Par ailleurs, et dans une déclaration faite par son porte-parole, le ministère de l’Intérieur a affirmé ce mercredi la mobilisation totale de ses services. La tutelle annonce le déploiement de mesures sécuritaires renforcées et d’engagements juridiques fermes pour contrer ces appels jugés dangereux et criminels.
Afin de neutraliser les menaces à l’ordre public, les forces de l’ordre ont déjà procédé à l’arrestation de plusieurs individus soupçonnés d’incitation à la migration clandestine via internet. Ces suspects font actuellement l’objet d’enquêtes judiciaires menées sous la supervision du parquet compétent, indique l’Intérieur.

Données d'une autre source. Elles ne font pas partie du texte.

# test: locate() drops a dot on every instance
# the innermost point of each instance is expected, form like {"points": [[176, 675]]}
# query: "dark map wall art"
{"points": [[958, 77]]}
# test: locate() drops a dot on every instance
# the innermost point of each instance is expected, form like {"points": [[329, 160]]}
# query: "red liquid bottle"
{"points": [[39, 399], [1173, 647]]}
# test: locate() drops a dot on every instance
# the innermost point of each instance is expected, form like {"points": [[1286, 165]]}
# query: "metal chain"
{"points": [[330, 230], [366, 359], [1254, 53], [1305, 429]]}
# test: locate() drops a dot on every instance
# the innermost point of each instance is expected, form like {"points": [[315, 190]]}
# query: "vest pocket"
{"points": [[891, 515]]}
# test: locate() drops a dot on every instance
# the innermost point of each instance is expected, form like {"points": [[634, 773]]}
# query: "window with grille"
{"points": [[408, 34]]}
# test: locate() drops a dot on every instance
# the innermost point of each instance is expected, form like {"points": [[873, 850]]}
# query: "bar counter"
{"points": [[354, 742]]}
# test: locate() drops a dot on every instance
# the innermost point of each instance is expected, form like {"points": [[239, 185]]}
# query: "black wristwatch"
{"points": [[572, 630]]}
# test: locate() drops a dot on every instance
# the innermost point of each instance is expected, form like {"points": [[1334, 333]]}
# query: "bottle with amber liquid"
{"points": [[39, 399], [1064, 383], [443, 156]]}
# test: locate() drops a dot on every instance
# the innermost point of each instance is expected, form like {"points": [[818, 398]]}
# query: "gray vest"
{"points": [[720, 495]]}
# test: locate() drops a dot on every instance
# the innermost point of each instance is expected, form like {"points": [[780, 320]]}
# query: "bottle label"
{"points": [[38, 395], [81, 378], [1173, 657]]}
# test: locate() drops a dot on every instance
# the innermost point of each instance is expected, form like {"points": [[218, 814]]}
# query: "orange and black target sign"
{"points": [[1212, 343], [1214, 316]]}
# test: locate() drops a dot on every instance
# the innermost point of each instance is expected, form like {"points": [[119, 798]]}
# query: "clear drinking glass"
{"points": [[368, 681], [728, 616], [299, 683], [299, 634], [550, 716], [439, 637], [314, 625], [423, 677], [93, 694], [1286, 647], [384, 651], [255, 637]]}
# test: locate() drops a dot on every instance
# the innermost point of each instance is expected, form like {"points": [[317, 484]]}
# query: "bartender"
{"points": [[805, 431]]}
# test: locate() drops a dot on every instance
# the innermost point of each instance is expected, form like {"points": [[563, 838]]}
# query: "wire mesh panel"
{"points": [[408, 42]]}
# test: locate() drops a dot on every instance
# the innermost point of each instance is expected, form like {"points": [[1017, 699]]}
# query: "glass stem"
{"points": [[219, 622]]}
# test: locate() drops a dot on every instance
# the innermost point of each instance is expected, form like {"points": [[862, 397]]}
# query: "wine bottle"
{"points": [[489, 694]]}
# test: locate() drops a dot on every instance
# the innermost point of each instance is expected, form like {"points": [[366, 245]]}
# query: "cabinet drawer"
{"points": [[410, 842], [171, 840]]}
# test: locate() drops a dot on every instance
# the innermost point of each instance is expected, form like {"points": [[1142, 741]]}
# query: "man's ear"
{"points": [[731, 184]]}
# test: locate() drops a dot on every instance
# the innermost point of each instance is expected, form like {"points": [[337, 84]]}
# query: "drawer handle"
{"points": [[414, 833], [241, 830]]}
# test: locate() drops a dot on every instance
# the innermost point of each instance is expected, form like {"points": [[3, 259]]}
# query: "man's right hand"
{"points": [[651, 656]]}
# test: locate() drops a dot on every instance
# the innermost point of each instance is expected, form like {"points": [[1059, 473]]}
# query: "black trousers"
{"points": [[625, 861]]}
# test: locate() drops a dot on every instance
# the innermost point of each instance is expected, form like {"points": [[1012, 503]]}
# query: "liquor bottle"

Appel aux autorités espagnoles
Le ministère souligne que la vigilance des forces de sécurité ne se limite pas à une date spécifique, mais s’inscrit dans un système de veille continue et adaptable aux abords des zones frontalières. Tout individu tentant de participer à ces franchissements illégaux sera immédiatement intercepté et exposé aux poursuites prévues par la loi.
Le ministère de l’Intérieur insiste sur le principe du partage des responsabilités face aux réseaux de traite des êtres humains. Dans ce cadre, le ministère invite expressément les autorités espagnoles à accélérer les procédures de rapatriement des mineurs non accompagnés présents à Sebta afin de les réintégrer au sein de leurs familles au Maroc, dans le respect de leur intérêt supérieur et en levant les blocages administratifs.
Les autorités ont réitéré l’importance stratégique du mécanisme de retour immédiat, dont l’efficacité a déjà été éprouvée sur le terrain, appelant à une coopération équilibrée et effective avec Madrid pour faire face durablement aux défis migratoires.